The phenomenon of the messy room, like the common cold, seems to be an issue that all parents face sooner or later. More arguments in the family seem to be a result of this problem than almost any other challenge experienced by parents.
Confrontations about "messy rooms" start with one of the parents saying something like this. "John, look at this disaster region, known as your bedroom. If you can't keep this little room cleaned how do you expect to keep an ordered house when you grow up? Clean up this room, now!"
John will probably respond with something like this. "What's your problem? It's my room, isn't it? You don't have to live in it. I should be able to keep it any way I want."
With the stage set, this particular skirmish for control of room appearance can escalate to a full-blown battle. This battle can become so intense that both parents and children seem to forget the reason for the conflict. Parents, who have had a good relationship with their child before this battle began, report that a wall between them and their child was built during this conflict that affected overall communication in the family.
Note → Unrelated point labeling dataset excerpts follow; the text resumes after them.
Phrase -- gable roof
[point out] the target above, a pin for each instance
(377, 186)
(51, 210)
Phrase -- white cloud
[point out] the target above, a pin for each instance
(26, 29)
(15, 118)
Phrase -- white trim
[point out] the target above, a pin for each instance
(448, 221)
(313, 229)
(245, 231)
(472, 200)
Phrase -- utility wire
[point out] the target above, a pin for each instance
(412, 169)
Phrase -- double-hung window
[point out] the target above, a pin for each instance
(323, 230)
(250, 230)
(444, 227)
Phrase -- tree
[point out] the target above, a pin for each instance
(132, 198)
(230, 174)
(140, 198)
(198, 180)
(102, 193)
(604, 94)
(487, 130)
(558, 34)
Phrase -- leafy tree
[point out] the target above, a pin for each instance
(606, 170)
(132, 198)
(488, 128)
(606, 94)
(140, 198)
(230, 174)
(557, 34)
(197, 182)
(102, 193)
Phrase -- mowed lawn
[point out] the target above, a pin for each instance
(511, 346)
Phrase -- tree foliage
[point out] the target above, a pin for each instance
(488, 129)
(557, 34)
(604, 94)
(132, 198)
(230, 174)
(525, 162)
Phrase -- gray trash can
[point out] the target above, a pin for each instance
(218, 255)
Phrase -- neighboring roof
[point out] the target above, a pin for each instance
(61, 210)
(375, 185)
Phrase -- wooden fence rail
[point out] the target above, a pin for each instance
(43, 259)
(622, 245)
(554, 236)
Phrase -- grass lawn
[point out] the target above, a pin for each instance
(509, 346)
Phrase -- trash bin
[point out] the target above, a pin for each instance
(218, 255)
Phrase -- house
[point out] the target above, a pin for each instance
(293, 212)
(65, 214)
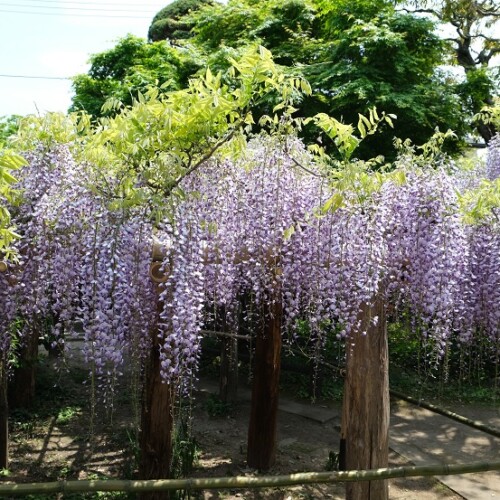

To gain some understanding of this "problem" let me quote a prominent child psychiatrists, Dr. Foster Cline. He states that when adults stay in a motel room for a few days the room starts to look just like a kid's room. "It's that old problem of having to little room for the amount of stuff we like to have," he explains. If the child's messy room is just a natural consequence of a lot in a small place, the child may be just as frustrated with a messy room as the parents are.
Dr. Cline also states that studies do not support any connection between how children keep their rooms and how they eventually keep their homes. However, there appears to be a connection between how parents keep their part of the house and how children take care of their homes when they grow up.
Because of this information Dr. Cline suggests that parents "loosen up" about demanding perfect rooms and spend more time being a good model by picking up after themselves. This advice is not the advice that parents want to hear. Parents would rather be messy while demanding that their kids be neat. But when you stop to think about it, it does seem a little silly to expect our children to be neater than we are. To make life more livable for the parent of a "Messy Teenager" the following ideas are listed:
· Make a deal with your child. The deal could be stated something like this. "We'll stop nagging you about your room if you agree not to trash the rest of the house."
· So that the child's messy room does not bother you ask your children to keep the door to his/her room closed when you have company over.
· When the room is in such a condition that you cannot stand it anymore, do not demand that it be cleaned right away. Give your child a time limit. "Is it possible to have you room cleaned by Saturday?" or those who have their room cleaned by Saturday at 10:00 am will be going skating with us." (As soon as your child knows you keep your word, things should become calmer.")
· Help your child individualize their room. (As long as it meets with your approval.) The more they can control paint color, furniture, etc. the more likely they are to take pride in their room. They could draw up floor plans and make a list of changes, accessories, and etc. that they would like to see in their room. Some of this individualization will take money. You may want to help them with "matching funds". This is a good way to help them learn to be responsible individuals.
You may dream of the day that your child's room is neat and tidy. But dreams change as kids and parents "grow up." When your kids are no longer around to "trash" their rooms you may dream about the "good old days" when they were there.
The main thing is to keep the main thing the main thing. Your relationship with your child, in the long run, is much more important than a clean room. If you have to choose between a messy room and a good relationship with your child, chose a good relationship with your child. Even if it's hard, learn to ignore the messy room.